Antes de que pudiera preguntar, Lu siguió:—¿Por qué crees que eres una carga? Lo peor ha pasado y ya no tiene que quedarse contigo toda la noche. ¿Qué tiene que hacer, calentar un bote de sopa? Pues nada, yo te haré la cena. Además, si te vas, Camilo te echará de menos.
Paula se mordió los labios. ¿Cómo podía decirle que no?

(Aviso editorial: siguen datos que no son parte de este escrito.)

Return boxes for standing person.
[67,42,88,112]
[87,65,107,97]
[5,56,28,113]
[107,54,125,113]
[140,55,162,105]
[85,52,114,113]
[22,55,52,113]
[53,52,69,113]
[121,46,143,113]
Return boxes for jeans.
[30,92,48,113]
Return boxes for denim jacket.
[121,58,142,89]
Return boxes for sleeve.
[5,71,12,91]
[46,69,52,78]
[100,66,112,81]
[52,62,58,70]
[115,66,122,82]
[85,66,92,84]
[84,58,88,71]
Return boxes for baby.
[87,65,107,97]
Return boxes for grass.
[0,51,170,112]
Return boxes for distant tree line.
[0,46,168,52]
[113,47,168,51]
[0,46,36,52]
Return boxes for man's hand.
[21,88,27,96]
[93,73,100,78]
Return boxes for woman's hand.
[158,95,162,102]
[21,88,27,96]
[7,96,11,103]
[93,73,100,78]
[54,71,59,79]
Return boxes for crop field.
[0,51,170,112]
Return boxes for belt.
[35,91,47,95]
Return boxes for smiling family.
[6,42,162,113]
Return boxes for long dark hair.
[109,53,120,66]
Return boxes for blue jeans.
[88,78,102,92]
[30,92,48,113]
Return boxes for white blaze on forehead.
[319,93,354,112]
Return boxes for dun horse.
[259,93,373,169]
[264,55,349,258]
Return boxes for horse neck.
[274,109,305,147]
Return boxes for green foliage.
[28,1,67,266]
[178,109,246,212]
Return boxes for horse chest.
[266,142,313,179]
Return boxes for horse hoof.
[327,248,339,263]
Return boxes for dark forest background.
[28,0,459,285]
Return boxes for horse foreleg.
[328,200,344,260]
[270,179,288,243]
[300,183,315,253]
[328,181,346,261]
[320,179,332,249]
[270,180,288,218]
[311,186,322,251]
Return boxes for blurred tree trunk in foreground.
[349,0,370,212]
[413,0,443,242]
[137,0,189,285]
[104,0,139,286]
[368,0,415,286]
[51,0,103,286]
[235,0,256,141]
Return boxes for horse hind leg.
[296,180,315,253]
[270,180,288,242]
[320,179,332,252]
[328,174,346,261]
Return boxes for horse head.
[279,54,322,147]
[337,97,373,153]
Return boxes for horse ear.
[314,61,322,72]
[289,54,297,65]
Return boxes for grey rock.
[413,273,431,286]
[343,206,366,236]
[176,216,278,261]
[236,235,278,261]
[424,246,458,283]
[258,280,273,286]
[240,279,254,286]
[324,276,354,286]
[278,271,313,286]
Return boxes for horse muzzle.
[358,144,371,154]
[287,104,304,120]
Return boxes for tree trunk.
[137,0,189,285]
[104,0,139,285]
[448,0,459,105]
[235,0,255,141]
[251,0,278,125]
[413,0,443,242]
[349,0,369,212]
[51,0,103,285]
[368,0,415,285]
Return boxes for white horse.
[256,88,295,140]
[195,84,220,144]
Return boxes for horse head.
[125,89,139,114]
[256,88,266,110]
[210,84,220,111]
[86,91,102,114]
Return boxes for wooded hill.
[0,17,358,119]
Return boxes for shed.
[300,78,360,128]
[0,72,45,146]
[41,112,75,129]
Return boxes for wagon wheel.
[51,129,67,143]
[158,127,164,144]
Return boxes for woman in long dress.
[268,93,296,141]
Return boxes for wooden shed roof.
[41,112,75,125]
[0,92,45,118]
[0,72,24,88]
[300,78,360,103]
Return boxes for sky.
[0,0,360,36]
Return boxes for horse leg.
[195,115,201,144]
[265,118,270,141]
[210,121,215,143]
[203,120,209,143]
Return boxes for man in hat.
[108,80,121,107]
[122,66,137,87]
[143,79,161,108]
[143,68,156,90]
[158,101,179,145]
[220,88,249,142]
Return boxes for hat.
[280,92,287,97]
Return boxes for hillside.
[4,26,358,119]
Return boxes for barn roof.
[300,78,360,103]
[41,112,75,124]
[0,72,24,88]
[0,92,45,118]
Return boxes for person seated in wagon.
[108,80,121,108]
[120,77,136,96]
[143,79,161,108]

—Lo único que Pedro tiene que hacer es una tostada para el desayuno y no creo que eso le cueste mucho trabajo.
Dicho así…
—De hecho, él saldrá ganando porque tendrá una cena estupenda todos los días en lugar de las porquerías que hace.
Eso era cierto.
—Y necesito que me ayudes a decidir qué voy a hacer con Bridget. Por favor.
—Bueno… si a Pedro no le importa…
—A Pedro no le importará, te lo aseguro.
—¿Qué no me importará? —preguntó él, asomando la cabeza.

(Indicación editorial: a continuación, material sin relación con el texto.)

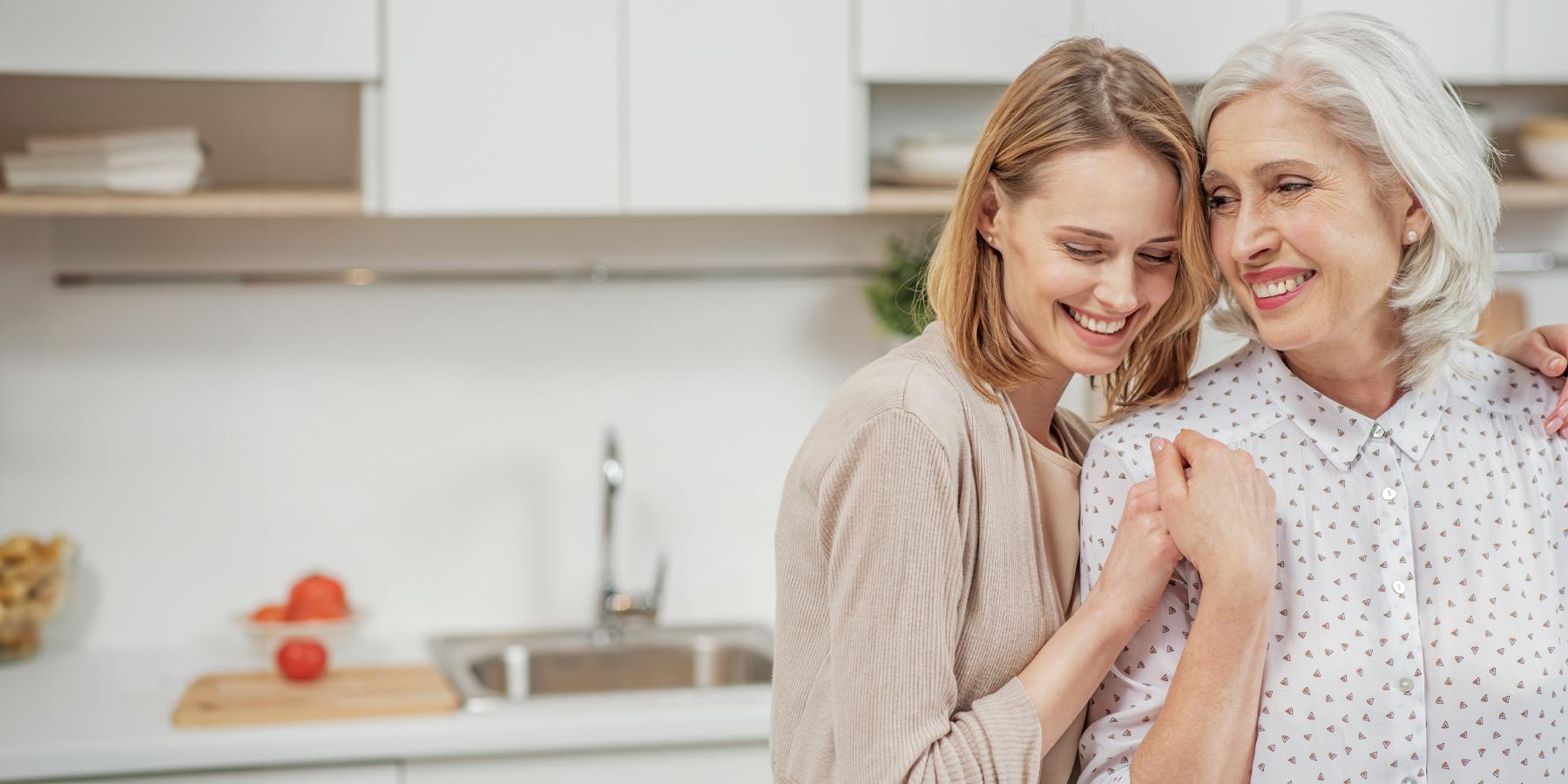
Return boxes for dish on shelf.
[1519,116,1568,182]
[872,137,976,186]
[0,533,77,662]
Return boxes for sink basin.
[431,625,773,710]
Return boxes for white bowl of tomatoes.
[237,572,365,680]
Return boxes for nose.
[1231,202,1280,265]
[1094,251,1139,314]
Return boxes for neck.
[1281,314,1403,419]
[1007,368,1072,447]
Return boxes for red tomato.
[251,604,288,623]
[288,574,348,607]
[276,637,326,680]
[287,574,348,621]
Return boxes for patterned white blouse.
[1078,343,1568,784]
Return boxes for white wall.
[0,213,941,646]
[0,213,1568,655]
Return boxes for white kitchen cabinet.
[1300,0,1498,84]
[372,0,623,216]
[0,0,380,82]
[1080,0,1290,84]
[859,0,1066,84]
[67,762,400,784]
[403,743,773,784]
[624,0,867,215]
[1502,0,1568,84]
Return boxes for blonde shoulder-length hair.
[927,37,1219,416]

—Que Paula haya cambiado de opinión. Ya no quiere irse.
—¿Has cambiado de opinión?
Paula asintió con la cabeza. En realidad, habían cambiado de opinión por ella. Pero Pedro no tenía el ceño fruncido. De hecho, parecía contento.
—Ah, genial. Por cierto, eso huele muy bien. ¿Cuánto tiempo…?
—El suficiente para que llames a los hermanos de Paula. Diles que no tienen que venir a buscarla porque se queda —sonrió Luciana.
—Ahora mismo.
Pedro salió alegremente de la cabaña y Paula decidió que no entendía a Pedro Alfonso en absoluto.
—El club de tenis —dijo entonces, volviéndose hacia Lu—. Bridget necesita organizar algo que no sea tu vida. ¿Le gusta el tenis?